As important for comparability will be the expression of results. For example, annual averages, seasonal averages, percentiles, range, confidence limits and data handling procedures (validation, treatment of "less than" and missing values, identification of outliers etc., data storage and transfer procedures. The precision of aggregated statistics (for example the estimated mean or 10th percentile) depends on the variability (usually random variation, but also systematic variation in some circumstances) of the data as well as the number of sampling stations and the sampling frequency at those stations. The more variability there is the more samples and/or sampling stations will be needed to attain a certain level of precision. It is important to have good precision so that the chances of detecting real differences are satisfactorily high.

3.5 Presentation of results

As has already been described there is likely to be a wide audience for the information provided and reported by the Agency.

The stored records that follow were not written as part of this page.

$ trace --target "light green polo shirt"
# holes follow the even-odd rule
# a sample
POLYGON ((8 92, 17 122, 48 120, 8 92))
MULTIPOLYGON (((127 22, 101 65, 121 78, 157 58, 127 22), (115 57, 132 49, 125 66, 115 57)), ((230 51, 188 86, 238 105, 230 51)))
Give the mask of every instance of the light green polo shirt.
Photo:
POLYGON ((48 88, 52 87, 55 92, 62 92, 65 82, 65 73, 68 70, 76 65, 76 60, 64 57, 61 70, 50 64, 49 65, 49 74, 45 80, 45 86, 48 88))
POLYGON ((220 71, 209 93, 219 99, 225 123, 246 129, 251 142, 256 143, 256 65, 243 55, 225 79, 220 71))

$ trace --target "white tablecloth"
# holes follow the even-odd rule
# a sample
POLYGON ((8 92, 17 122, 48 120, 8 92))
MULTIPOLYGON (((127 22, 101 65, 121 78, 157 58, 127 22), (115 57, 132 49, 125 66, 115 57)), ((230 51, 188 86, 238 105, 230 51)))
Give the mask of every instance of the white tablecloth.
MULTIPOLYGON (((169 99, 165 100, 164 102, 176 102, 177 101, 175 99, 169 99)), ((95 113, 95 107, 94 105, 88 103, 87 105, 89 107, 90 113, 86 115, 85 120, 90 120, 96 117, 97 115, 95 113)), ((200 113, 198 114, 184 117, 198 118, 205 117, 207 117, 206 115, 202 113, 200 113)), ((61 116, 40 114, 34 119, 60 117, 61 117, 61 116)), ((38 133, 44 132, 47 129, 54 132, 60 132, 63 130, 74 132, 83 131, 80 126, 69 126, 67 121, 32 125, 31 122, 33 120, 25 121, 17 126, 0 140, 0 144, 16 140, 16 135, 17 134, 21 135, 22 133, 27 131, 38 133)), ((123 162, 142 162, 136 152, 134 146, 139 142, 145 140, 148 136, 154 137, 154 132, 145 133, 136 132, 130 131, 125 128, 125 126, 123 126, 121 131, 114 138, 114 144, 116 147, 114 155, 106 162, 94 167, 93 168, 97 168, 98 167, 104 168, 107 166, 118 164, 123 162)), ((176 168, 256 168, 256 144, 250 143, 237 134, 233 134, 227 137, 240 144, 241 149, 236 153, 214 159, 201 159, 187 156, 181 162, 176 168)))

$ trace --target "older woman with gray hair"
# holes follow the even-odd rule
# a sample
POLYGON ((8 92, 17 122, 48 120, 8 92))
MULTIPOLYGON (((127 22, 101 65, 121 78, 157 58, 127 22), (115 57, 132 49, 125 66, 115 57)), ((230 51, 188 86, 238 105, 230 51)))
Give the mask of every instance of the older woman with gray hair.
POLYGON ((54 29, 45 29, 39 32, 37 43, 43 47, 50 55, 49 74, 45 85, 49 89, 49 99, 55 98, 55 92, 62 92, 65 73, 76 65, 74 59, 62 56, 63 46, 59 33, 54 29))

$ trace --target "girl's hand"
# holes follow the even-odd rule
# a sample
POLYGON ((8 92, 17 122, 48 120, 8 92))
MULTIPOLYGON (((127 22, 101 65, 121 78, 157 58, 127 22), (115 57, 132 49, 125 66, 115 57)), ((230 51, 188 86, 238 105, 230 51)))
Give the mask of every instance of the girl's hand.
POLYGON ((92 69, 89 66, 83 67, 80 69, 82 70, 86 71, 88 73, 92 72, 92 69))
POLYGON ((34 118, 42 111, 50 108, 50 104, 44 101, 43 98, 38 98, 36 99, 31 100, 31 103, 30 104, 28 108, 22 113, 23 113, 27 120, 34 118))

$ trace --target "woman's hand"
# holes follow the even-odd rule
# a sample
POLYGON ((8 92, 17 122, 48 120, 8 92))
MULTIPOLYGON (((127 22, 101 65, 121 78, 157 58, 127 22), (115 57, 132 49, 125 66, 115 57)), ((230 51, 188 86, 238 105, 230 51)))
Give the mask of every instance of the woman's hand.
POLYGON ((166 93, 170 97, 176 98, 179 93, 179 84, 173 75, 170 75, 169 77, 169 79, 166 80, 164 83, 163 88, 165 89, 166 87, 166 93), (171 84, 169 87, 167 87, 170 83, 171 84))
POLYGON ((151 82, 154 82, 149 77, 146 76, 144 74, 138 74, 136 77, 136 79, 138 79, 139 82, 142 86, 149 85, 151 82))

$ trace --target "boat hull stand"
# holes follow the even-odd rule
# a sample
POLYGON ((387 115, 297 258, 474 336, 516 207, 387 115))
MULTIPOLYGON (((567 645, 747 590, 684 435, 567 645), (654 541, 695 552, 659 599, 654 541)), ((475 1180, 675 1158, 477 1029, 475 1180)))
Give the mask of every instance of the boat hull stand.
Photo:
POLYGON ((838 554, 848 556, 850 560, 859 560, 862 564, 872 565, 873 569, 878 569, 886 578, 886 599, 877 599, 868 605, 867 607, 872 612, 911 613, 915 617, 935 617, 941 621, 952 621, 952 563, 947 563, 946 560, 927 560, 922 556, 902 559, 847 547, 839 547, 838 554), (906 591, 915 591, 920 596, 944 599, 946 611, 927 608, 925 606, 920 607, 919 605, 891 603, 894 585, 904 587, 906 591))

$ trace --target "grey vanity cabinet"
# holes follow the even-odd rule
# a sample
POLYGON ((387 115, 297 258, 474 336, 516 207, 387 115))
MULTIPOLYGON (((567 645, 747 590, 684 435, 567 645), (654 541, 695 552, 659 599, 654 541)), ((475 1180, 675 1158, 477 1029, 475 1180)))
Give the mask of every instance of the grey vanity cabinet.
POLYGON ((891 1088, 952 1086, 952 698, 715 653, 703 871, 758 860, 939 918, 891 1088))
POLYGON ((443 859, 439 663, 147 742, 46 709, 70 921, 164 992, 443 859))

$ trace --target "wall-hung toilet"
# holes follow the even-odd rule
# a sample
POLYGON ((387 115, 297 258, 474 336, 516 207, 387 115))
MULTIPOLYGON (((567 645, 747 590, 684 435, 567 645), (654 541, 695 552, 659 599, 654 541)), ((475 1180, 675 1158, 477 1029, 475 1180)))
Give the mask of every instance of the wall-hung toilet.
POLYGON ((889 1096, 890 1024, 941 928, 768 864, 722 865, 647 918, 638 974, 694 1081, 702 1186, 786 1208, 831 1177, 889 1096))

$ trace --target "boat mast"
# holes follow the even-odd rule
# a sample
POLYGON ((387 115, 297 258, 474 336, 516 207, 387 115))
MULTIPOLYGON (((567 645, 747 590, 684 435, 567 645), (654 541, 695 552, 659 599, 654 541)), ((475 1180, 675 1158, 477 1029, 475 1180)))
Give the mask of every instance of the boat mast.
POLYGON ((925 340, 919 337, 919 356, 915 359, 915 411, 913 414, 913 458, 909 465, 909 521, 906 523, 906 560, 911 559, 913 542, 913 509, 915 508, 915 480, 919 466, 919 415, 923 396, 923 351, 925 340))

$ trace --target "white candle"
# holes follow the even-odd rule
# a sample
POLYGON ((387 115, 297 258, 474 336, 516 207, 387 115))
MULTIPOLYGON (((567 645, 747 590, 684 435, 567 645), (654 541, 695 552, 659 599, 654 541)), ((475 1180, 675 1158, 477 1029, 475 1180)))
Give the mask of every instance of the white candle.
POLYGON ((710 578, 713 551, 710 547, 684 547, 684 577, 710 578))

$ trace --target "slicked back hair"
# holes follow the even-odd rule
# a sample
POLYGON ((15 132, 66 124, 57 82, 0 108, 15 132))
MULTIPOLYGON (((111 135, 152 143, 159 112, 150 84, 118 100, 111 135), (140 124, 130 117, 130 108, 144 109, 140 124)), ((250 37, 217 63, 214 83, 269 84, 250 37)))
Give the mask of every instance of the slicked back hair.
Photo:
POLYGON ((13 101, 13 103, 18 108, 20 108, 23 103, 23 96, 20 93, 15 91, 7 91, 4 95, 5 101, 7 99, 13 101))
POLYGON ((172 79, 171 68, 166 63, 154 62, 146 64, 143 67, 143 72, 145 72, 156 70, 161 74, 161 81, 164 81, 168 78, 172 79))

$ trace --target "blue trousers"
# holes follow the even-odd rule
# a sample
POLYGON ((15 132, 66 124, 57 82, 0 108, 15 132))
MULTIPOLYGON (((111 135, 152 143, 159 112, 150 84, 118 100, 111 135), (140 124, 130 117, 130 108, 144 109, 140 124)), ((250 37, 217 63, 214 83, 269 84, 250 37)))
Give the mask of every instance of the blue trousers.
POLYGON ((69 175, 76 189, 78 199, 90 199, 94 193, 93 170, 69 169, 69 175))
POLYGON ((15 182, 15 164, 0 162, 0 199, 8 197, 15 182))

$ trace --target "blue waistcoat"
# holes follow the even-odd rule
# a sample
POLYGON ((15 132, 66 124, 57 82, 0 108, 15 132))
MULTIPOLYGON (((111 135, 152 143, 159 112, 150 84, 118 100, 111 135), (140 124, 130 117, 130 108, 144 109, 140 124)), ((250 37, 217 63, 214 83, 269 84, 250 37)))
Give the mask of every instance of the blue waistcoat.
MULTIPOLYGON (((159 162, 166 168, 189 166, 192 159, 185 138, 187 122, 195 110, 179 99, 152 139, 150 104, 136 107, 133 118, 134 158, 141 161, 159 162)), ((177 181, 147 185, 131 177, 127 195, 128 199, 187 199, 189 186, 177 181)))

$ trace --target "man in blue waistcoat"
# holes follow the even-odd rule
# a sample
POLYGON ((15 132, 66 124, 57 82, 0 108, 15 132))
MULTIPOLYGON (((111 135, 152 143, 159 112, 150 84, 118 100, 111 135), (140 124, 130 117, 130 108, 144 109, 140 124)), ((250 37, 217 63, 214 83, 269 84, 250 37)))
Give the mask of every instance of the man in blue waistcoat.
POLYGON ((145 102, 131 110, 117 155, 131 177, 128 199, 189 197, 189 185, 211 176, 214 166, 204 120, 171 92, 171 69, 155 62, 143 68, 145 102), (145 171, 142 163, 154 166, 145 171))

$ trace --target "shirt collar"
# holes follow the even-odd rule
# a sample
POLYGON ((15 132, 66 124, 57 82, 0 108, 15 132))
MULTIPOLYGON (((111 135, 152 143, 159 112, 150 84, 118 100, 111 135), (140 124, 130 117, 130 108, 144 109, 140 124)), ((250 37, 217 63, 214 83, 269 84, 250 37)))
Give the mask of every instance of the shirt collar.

This will include technical experts, national regulators, pressure groups, national and European politicians and policy makers. It is likely, therefore, that the level or type of information they require (and are able to interpret or understand) will be different ranging from detailed statistical assessments of current status and trends in key sectors to summary colours on maps giving very broad brush comparisons between States across Europe.

In the present Dobríš report a series of coloured pie charts and symbols on maps are provided for comparison using a number of coloured ‘classes’ based on ranges of determinant levels. This implies that some sort of classification may be applicable or desirable giving the requirement for additional technical decisions on how any particular site or water body should be assigned a class. This would potentially be of great (political) importance to individual European States. This is discussed further in Section 7.8. As well as this type of comparison map it is likely that thematic reports will be required in which specific problems will be temporally and spatially assessed and compared. Spatial comparisons would be generally presented again as different colours. There may also be a desire to relate differences in quality and quantity to potential causal agents, that is establish ‘cause and effect relationships’. This in itself raises many difficult technical issues and points of debate. Perhaps it should serve as a reminder that when statistical rules and procedures are applied in the design of the network that all may be reduced to five colours on maps.

It is also understood that the Agency has no desire to establish, and would not be best able to handle, a large database of monitoring data. Rather, it will be the recipient of metadata or summary information. It will be important, therefore, that procedures are introduced with the national data keepers so that comparable metadata will be dispatched to the Agency. It will also be important that thematic and quality reports are produced promptly by the Agency from up-to-date information rather than that collected several years previously. Information from each country would also have to have been collected over the same period (year).